Dear Muhammad al-Shaker.
I swear by God that if it doesn’t snow in Tafileh I will not bury you in all the bread that I’ve bought
Still, it seemed that, for this young man who had appeared so confident and professional, the times could turn tough if his predictions proved off the mark.
Redeemed by the Ice Apocalypse
On Friday night, the situation changed again. Shaker had already declared in his Thursday forecasts that by the weekend Jordan would be exposed to the full brunt of the cold front, bringing ice and freezing temperatures, and warned people not to leave their homes.
These warnings, at least, proved timely. The situation on the roads grew quickly worse as temperatures plummeted after sundown.

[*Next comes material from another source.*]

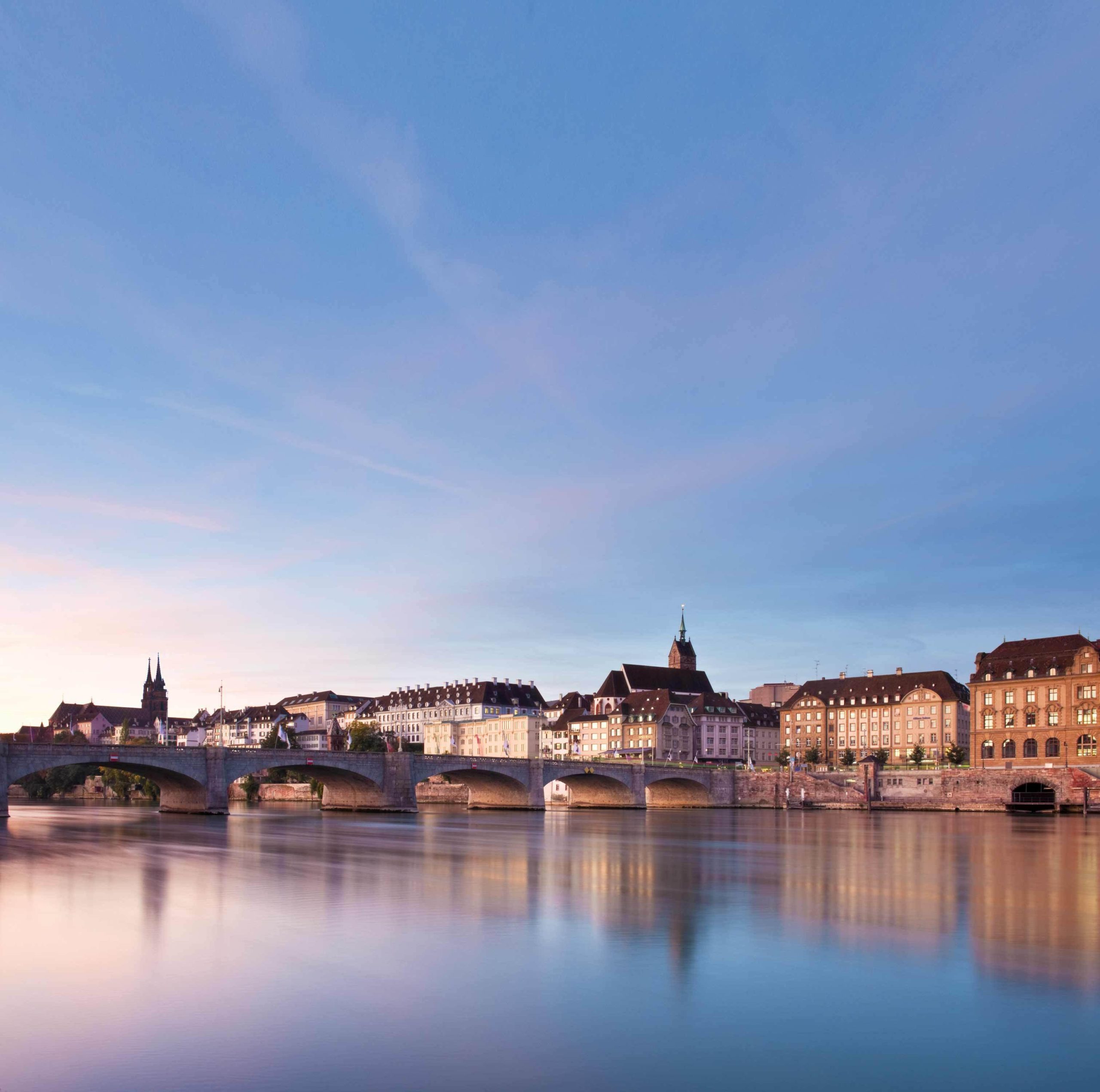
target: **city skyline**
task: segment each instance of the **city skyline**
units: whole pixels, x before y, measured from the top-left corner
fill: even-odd
[[[6,12],[0,730],[157,653],[188,712],[551,697],[681,602],[736,696],[1094,637],[1098,53],[1072,4]]]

A slew of traffic accidents followed, with at least two casualties. By late evening, when roads in Jordan were announced officially closed due to weather conditions, Shaker’s image seemed to have recovered.
#Muhammad al-Shaker you’ve proven your worth
For somebody like Shaker – disseminating their wisdom from the private sector, without an established apparatus to support them – worth and reputation in the public’s eye might rise and fall on the strength on their predictions. Weather forecasting is a risky business to get involved in; even more so when a storm like Huda hits, when you can expect audiences to hang on your every word, question every claim you make and your qualifications to do so. Though in the end it’s difficult to tell whether it’s the forecaster’s beloved subject – the weather – or their public that’s the more fickle, or predictable.